Na wyświetlaczu pojawiło się obwiedzione w tandetne serduszko zdjęcie czerwonowłosego mężczyzny w modnym (i wglądającym na cholernie drogi) garniturze. Wylosowany użytkownik podpisany był jako OkoImperatora158.

— To głupie — stwierdził Kazunari, po kilku sekundach wpatrywania się w wyświetlane zdjęcie.

— Wcale nie — zaoponował Daiki. — Zobacz, napisał do ciebie! — W jego głosie słychać było taką ekscytację, jakby miał się zaraz posikać.

Rzeczywiście, nieznajomy, acz przystojny (jeśli jego zdjęcie także nie było niezgodne z prawdą) użytkownik, który go wylosował, wysłał do niego krótką, lecz zwięzłą wiadomość o treści „Witam".

— Co mam teraz na to odpisać? — zapytał z paniką Kazunari, nie będąc nawet świadomym, jak infantylnie brzmiały jego słowa.

— Nie wiem, cokolwiek — odparł na to Aomine. — Wymyśl coś.

Drugi chłopak siedzący na kanapie nie był o wiele bardziej pomocny.

— To twoja rozmowa. Wiesz, za bardzo nie różni się od tej na żywo — podpowiedział, a po chwili zerknął przed siebie, w kierunku pijackich krzyków pozostałego towarzystwa, które nagle stały się jakby głośniejsze. — Cholera, czy oni wleźli na stół?!
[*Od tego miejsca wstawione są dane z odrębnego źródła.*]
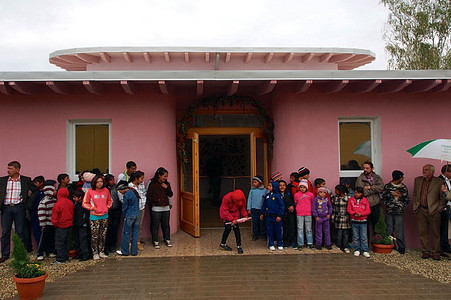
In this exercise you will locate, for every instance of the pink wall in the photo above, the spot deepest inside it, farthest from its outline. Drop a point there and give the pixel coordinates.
(306, 134)
(143, 130)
Po tych słowach wstał gwałtownie, spiesząc do zapędzającego się w zabawie tłumiku, który najwyraźniej właśnie zamierzał zdemolować mu mieszkanie. W ślad za nim popędził, lekko się zataczając, także Daiki. Takao został więc sam, razem z wyświetlaną na ekranie wiadomością, która wydawała się tykać niczym bomba. Sięgnął po butelkę sake, którą na szczęście lub nieszczęście, Aomine nierozważnie zostawił przechylającą się niebezpiecznie na powierzchni kanapy. Mało brakowało, żeby na jej obiciu powstała kolejna plama. Kazunari jednak skutecznie temu zapobiegł, pociągając spory łyk prosto z butelki. Gdy już wystukał niezdarnie odpowiedź do nieznajomego na klawiaturze, która nagle zaczęła wydawać się komicznie mała w porównaniu do jego palców, ponownie uraczył się alkoholem. Następnie zrobił to jeszcze raz.

A potem dał się porwać rozmowie, która, wedle obietnic, miała wcale nie różnić się od tej na żywo.